19. The health effects of PM10 and PM2.5 episodes have been especially studied in the USA. In European studies (e.g. APHEA) PM10 and TSP have been considered. There is a striking concurrence between these different studies in the increase of daily death rate, asthma symptoms, disease and hospitalisation data.
20. All data relating to the death rate with air pollution levels in this report have been corrected for other factors that also affect the death rate, such as weather, season, ethnicity, age, gender, smoking, socioeconomic factors etc.
21. Table I.1 shows the conclusions reached by the World Health Organisation (WHO Air Quality Guidelines for Europe) on the health effects of pollution episodes. Effects increase linearly with the concentration. Increases of 50 µg/m3 in PM2.5 concentrations can occur a few times per year causing a 15 percent increase in daily deaths.
Table I.1 Short-term health effects of fine-particle episodes (Commission of the European Communities Proposal for a Council - Directive COM(97) 500 final; Table 9)

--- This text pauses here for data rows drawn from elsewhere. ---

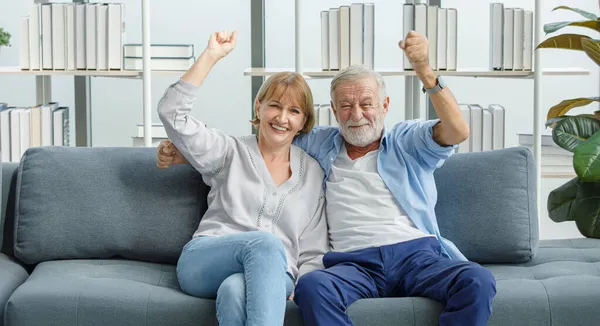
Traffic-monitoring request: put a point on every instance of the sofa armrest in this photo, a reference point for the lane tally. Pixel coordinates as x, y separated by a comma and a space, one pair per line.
487, 204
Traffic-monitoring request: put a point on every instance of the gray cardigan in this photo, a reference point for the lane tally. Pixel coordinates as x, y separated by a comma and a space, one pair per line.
243, 196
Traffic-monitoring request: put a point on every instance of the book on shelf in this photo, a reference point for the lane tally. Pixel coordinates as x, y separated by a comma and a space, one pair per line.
369, 35
511, 38
24, 43
498, 125
70, 36
344, 36
325, 39
160, 50
442, 39
452, 43
154, 142
57, 30
486, 127
408, 24
24, 127
334, 46
432, 19
356, 33
347, 36
508, 40
156, 129
159, 63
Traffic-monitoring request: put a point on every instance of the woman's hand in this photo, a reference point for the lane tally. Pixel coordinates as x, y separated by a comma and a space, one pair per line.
220, 44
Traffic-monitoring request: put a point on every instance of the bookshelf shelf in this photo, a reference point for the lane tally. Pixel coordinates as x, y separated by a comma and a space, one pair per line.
317, 73
87, 73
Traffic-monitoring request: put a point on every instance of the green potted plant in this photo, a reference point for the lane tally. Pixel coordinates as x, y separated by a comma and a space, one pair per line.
4, 38
579, 199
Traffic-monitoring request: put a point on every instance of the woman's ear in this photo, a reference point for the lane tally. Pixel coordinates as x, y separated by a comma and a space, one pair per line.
256, 107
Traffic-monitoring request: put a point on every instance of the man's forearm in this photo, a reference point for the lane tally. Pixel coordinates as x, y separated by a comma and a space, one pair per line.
452, 128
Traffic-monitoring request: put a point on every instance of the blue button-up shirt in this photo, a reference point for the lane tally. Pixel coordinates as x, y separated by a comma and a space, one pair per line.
407, 158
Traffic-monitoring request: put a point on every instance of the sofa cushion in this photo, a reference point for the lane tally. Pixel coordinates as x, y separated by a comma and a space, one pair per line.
75, 202
559, 286
487, 204
12, 275
105, 292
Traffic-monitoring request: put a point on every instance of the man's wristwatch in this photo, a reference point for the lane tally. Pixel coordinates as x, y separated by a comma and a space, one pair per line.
439, 85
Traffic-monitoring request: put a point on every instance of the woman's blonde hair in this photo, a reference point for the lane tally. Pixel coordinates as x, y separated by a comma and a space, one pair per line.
279, 84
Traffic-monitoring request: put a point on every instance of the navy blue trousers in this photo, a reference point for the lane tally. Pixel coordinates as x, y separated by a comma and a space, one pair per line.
406, 269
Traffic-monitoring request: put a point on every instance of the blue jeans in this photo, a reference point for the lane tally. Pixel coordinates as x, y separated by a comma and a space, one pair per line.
405, 269
246, 273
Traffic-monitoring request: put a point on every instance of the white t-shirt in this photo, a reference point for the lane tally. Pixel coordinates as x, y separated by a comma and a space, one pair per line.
361, 210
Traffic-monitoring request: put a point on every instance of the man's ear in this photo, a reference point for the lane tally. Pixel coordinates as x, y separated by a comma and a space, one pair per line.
386, 105
334, 111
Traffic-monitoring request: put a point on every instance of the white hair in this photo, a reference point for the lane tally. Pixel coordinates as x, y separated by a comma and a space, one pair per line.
354, 73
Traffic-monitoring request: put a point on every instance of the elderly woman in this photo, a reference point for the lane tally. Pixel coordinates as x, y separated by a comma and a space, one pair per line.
265, 224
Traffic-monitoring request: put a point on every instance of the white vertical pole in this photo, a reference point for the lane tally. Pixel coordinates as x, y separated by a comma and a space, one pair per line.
147, 75
537, 101
298, 36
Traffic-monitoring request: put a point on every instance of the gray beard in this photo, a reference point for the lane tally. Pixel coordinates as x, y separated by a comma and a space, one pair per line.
365, 135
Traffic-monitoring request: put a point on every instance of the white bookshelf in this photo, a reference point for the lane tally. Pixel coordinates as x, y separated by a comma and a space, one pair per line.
412, 90
317, 73
88, 73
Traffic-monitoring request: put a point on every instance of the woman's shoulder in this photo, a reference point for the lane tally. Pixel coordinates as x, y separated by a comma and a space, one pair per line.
312, 166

Increase of daily mortality with increases of 1.5%
10 µg/m3 in a concentration of PM2.5
Increase of some indicators with increases
of 10 µg/m3 in a concentration of PM10:
daily mortality 0.7%
lower respiratory symptoms 3.5%
hospital admissions (respir.) 0.84%
c. Long-term health effects
22. Study results on the effects of long-term exposure to fine particles are only available from the USA, fig. II.1 (Annex I). In a prospective cohort study a survival analysis was conducted with data from a 14-16 year mortality (in 1974-1991) follow-up of 8111 adults in six USA cities. The adjusted annual mortality increase for the most polluted of the cities as compared with the least polluted was 26 percent. The mortality increase was most strongly associated with air pollution of fine particles (annual average pollution range from 11 to 30 µg/m3).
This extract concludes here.